Dans le cadre du projet Bloom sur l’animation des acteurs du biomimétisme en Hauts-de-France, nous lançons avec Ceebios et Euramaterials un concours de recherche et d’innovation sur la TEE pour identifier des projets faisant appel au biomimétisme.

Comment se positionnent les autres pays européens sur cette question ?
K. R.

Les gouvernements allemand et suisse ont compris l’intérêt de cette démarche qu’il faut envisager dans le long terme. Ils ont su l’anticiper et mettre en œuvre de véritables politiques publiques sur ce sujet.
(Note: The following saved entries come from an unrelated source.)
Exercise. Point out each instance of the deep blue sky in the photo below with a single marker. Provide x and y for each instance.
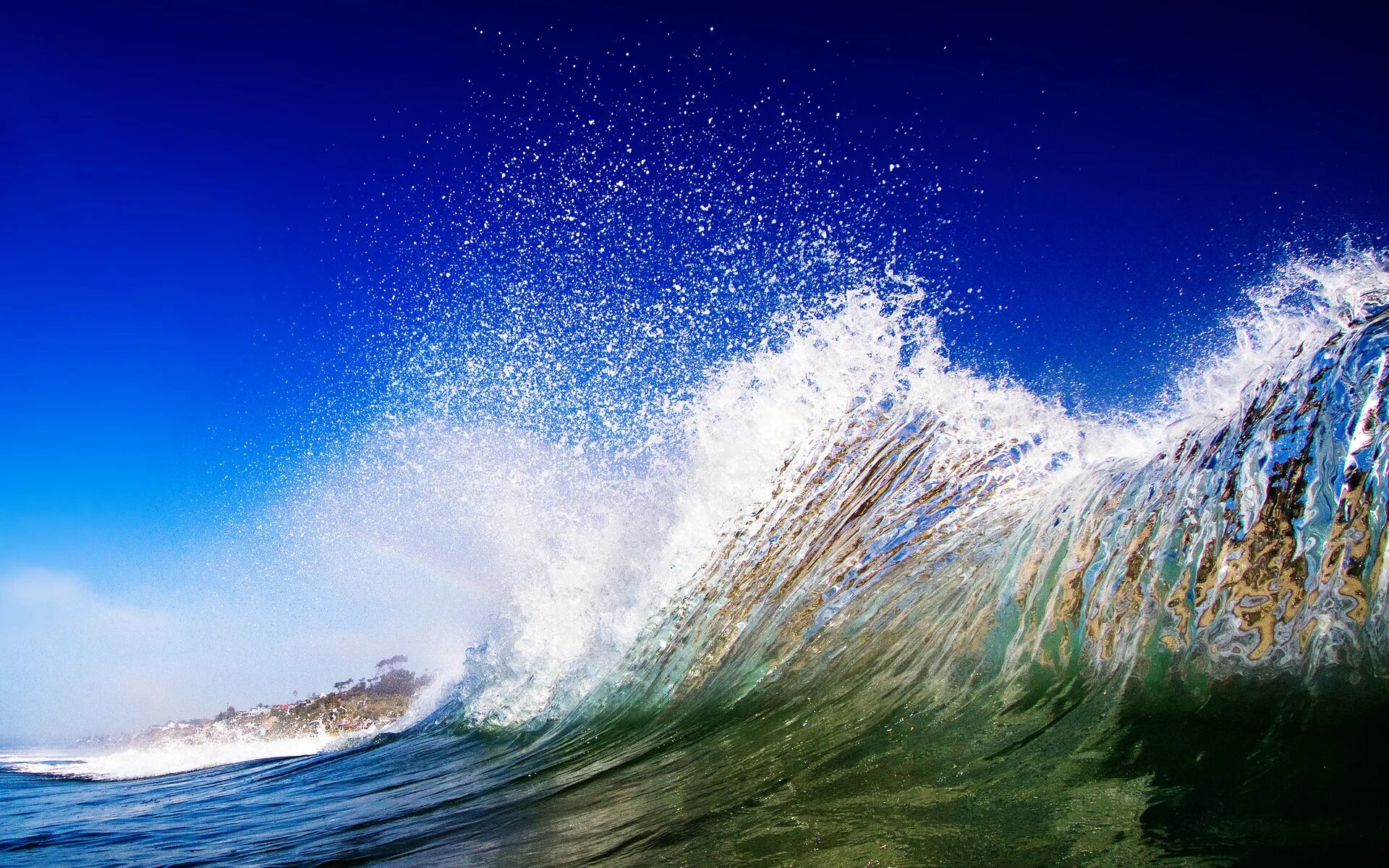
(174, 231)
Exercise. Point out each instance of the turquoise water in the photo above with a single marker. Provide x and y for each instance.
(959, 628)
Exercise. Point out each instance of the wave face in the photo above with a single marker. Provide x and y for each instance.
(892, 614)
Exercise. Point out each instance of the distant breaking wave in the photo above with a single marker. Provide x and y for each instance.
(849, 603)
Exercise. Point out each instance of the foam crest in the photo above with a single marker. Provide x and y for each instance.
(169, 759)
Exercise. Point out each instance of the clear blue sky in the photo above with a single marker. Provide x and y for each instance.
(181, 205)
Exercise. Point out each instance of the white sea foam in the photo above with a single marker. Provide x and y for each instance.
(155, 762)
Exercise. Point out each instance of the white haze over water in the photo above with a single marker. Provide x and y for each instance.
(564, 373)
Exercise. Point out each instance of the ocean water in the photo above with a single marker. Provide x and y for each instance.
(895, 614)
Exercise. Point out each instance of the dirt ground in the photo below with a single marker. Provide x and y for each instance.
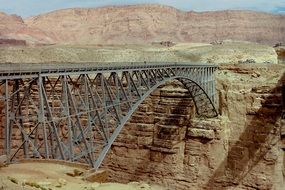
(220, 52)
(50, 176)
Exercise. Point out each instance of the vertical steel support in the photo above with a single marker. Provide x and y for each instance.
(67, 115)
(41, 115)
(7, 121)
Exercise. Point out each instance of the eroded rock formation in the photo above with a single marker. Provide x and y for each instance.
(143, 23)
(241, 149)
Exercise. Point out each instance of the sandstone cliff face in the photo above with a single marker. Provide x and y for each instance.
(148, 23)
(13, 31)
(166, 144)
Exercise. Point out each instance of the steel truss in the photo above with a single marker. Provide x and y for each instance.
(76, 113)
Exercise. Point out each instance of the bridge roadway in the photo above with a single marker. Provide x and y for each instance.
(75, 111)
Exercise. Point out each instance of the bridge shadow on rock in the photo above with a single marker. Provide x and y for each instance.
(253, 146)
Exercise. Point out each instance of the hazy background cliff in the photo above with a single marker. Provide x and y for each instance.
(143, 23)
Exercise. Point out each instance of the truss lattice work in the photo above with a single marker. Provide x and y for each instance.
(76, 113)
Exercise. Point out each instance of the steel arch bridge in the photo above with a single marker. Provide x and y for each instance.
(75, 113)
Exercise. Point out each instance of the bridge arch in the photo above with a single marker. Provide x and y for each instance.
(188, 83)
(76, 113)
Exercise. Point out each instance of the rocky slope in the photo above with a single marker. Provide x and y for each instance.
(227, 52)
(13, 31)
(145, 23)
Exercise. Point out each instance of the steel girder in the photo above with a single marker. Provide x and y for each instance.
(76, 115)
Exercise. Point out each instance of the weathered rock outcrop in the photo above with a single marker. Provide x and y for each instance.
(241, 149)
(13, 31)
(149, 23)
(143, 23)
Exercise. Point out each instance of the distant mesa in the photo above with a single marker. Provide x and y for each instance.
(13, 42)
(143, 24)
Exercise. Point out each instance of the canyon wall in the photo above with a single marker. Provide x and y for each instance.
(165, 142)
(143, 24)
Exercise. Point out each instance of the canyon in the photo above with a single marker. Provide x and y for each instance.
(165, 142)
(142, 24)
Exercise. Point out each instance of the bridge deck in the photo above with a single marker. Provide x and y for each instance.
(75, 111)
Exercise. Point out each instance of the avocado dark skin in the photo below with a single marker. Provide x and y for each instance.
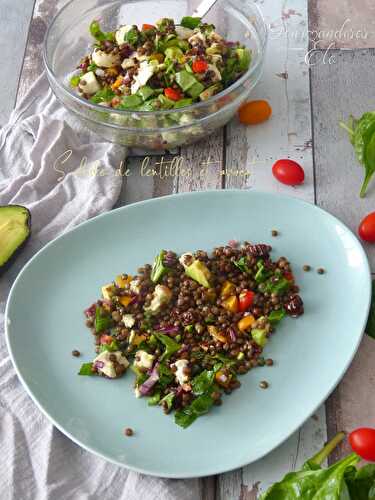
(15, 230)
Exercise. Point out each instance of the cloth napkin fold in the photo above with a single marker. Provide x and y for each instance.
(42, 152)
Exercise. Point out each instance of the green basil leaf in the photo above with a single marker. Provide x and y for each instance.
(190, 22)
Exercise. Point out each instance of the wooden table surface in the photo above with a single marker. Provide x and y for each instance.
(308, 100)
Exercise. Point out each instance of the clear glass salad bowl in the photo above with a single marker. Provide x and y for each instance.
(68, 39)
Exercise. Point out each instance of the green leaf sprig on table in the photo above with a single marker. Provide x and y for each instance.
(362, 136)
(341, 481)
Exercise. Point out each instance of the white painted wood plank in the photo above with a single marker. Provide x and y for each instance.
(285, 84)
(14, 26)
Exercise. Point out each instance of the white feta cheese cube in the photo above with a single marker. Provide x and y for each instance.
(181, 377)
(121, 32)
(128, 320)
(89, 84)
(104, 365)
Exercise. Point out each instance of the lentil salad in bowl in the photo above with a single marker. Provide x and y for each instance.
(191, 324)
(144, 119)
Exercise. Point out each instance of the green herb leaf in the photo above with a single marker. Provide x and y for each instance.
(158, 268)
(170, 345)
(104, 95)
(190, 22)
(100, 35)
(132, 36)
(370, 327)
(112, 347)
(362, 136)
(276, 316)
(103, 321)
(154, 400)
(86, 369)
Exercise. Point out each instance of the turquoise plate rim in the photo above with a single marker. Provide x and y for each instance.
(208, 193)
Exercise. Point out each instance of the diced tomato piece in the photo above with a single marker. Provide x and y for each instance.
(199, 66)
(246, 300)
(172, 94)
(106, 339)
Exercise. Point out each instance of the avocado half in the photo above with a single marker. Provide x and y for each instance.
(15, 229)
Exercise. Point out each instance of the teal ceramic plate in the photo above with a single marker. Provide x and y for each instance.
(45, 322)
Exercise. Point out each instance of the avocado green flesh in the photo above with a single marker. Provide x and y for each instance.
(199, 272)
(14, 230)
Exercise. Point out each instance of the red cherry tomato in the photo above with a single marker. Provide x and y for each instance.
(105, 339)
(199, 66)
(246, 300)
(288, 172)
(362, 441)
(173, 94)
(366, 228)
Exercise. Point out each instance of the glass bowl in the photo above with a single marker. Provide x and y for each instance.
(68, 40)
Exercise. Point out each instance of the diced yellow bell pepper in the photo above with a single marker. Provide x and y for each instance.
(107, 291)
(159, 57)
(121, 281)
(245, 323)
(223, 378)
(227, 289)
(213, 331)
(117, 83)
(231, 304)
(125, 300)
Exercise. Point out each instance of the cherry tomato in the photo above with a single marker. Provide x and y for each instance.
(105, 339)
(246, 300)
(173, 94)
(366, 228)
(199, 66)
(254, 112)
(362, 441)
(288, 172)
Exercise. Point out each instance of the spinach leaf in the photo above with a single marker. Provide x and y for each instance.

En Allemagne, le ministère de la Recherche s’est associé à ceux de l’Industrie et de l’Environnement et a octroyé des financements importants qui amorcent ces travaux et incitent les entreprises à s’intéresser à ces approches en rupture. La Suisse lui a emboîté le pas et ces deux pays sont aujourd’hui leaders en matière de recherche, mais aussi de formation, d’enseignement supérieur, etc. sur le biomimétisme. La France dispose de tous les atouts, à savoir une recherche d’excellence dans le domaine, un patrimoine biodiversité remarquable, des industriels moteurs et des start-up pépites. Dans un contexte mondial et européen de plus en plus contraint, la France peut et doit se distinguer par une politique ambitieuse en faveur du biomimétisme en réponse aux grands enjeux du XXIe siècle.

Bio express

Ingénieure physico-chimiste diplômée de l’ESPCI-ParisTech et docteur en neurosciences de l’UPMC, Kalina Raskin a pris la direction générale de Ceebios en 2017. Très active sur ce sujet (elle est notamment conseillère éditoriale « biomimétisme » pour la revue Techniques de l’ingénieur et a participé au groupe d’experts « Nature-based solutions » à la Commission européenne), elle entend aider la France à s’emparer du biomimétisme et à en faire un levier de la transition écologique.